Andy Carroll: Headed for Jail or English Stardom?

| by Ian Palmer

There’s been quite a bit of controversy in England over the inclusion of Newcastle striker Andy Carroll to the England squad that lost 2-1 to France at Wembley on Nov. 17th. The reason most people were against him wearing the three lions of England on his chest had to do with his off-pitch performances not his on-field ones.

A lot of the old guard feel the 21-year-old Carroll isn’t worthy of representing his country because of the way he conducts himself in public. In fact many of them believe he’s no better than the hooligans who’ve given the sport a black eye over the past few decades and believe he’ll soon be trading in the striped jersey of Newcastle for a prison one.

Basically, Carroll’s been in the headlines too often recently for his brushes with the law even though he’s been banging the ball into the net on a pretty consistent basis with eight goals in his first 14 league games. He seems to be too similar to Newcastle’s Joey Barton personality-wise for many people as he’s shown a lack of respect for several people, including his teammates and ex girlfriend.

For those who aren’t familiar with Barton, he was convicted twice on violence-related charges and was handed a six-month prison sentence for one of them and served 77 days of it. He also received a four-month suspended sentence for assaulting a former teammate during training. On top of that he’s been accused of several other attacks and has been suspended more than once.

Carroll broke his teammate Steven Taylor’s jaw following an argument in training and was cautioned by the police after allegedly assaulting a woman. He also pleaded guilty recently to common assault after he said a glass "accidentally traveled through the air" and hit a man in the face just above the eye. On top of that, he’s also scheduled to go to trial soon for another alleged assault, this one on an ex-girlfriend. However, the six-foot-three professional athlete is claiming self defense on that one.

Carroll was released on bail recently and one of the conditions was he live with Newcastle captain Kevin Nolan. Two days after this tidbit of info went public, Carroll’s car was set on fire in Nolan’s driveway.

But whoever sentenced Carroll to live with Nolan might want to give their head a shake as some British newspapers published front-page articles of the two of them hosting some type of cocaine orgy at Nolan's place. But the both players denied any knowledge of the event and of taking drugs.

What it all boils down to is that many fans, journalists, managers and other people associated to soccer feel Carroll isn’t the type of role model who should be playing for the national team. They feel England players should represent their country properly both on and off the pitch. Carroll’s also had problems with England in the past. He was sent home from international duty by the England Under-19 team for breaking curfew before a game against Romania.

Of course, there are others who don’t care what players get up to on their own time as long as they can play the game at a high level. But it seems wherever Carroll goes, trouble follows. Especially being based in Newcastle, which is well known as a party town.

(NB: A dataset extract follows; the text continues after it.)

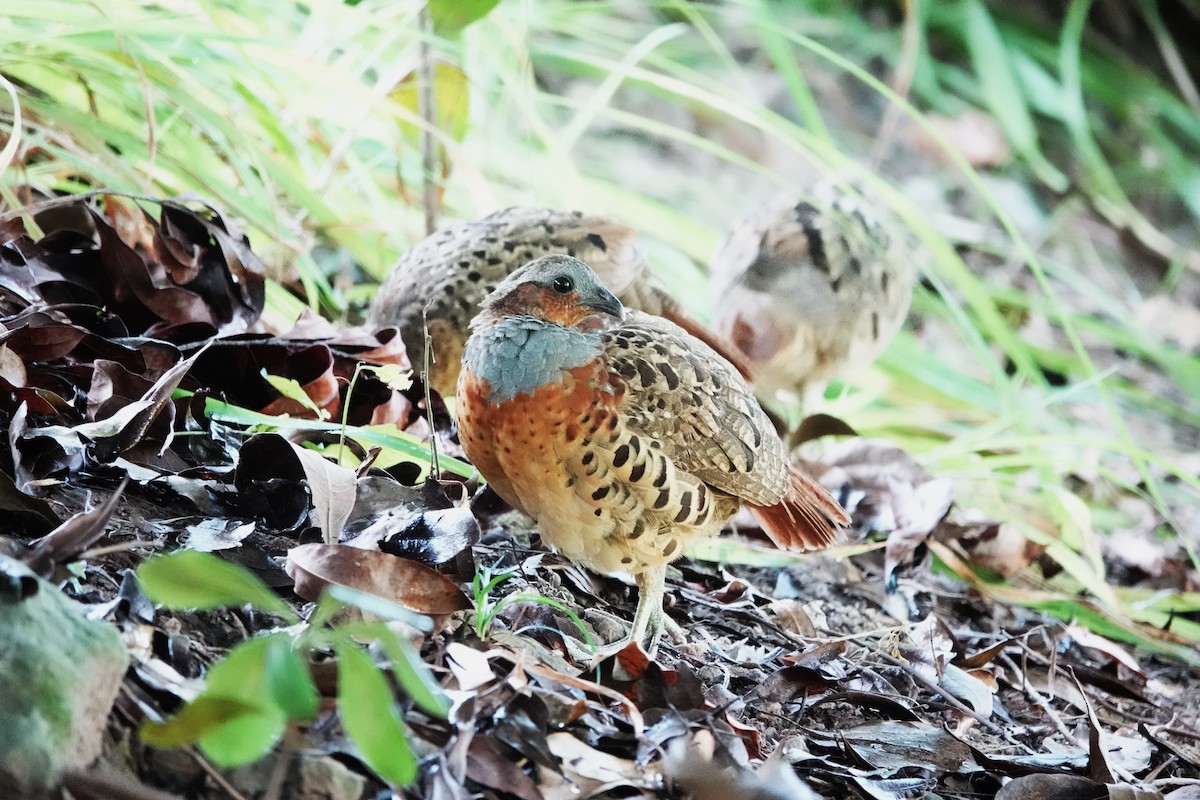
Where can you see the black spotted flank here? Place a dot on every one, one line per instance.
(639, 470)
(669, 374)
(621, 456)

But Carroll’s not the only one who’s been in trouble with the law in England. Numerous high-profile soccer players have been in the headlines over the years for various offences, including alleged rapes.

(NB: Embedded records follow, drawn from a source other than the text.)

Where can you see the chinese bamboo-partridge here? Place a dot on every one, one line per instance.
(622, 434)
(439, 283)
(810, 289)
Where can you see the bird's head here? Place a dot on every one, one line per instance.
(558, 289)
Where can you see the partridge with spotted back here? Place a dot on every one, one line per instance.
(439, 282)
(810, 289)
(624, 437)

Some observers believe an England selection might actually be good for Carroll because it might help him change his lifestyle, while other feel it’s cheapening the names of some of England’s past heroes such as Sir Stanley Matthews, Sir Bobby Charlton, and Bobby Moore.

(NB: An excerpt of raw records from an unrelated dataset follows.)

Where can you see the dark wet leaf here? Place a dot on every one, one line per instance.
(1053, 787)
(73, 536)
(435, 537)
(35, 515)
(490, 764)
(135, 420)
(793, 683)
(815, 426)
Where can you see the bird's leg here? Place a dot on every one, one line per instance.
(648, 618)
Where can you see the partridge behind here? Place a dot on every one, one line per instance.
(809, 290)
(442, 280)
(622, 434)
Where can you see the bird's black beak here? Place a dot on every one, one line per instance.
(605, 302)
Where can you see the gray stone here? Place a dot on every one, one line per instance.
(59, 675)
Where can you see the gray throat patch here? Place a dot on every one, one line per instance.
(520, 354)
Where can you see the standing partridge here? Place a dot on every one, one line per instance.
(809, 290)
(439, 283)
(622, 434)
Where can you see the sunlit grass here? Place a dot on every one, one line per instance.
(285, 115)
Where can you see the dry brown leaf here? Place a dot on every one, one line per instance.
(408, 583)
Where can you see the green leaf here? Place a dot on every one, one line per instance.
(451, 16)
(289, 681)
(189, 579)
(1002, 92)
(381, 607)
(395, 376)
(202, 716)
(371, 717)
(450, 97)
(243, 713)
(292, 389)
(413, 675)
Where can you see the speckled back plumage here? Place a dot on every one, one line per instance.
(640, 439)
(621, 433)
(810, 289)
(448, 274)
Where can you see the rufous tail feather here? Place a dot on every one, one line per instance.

But the man who picks the England squad is supposedly manager Fabio Capello and he’s pretty hard pressed when it comes to selecting strikers at the moment. Wayne Rooney, Jermain Defoe, Darren Bent, and Michael Owen have all been out with injuries. In fact, Capello had to dip down to the Championship League to select Jay Bothroyd against France. Ultimately, Capello has to decide if he should pick the best players to represent England or the best people.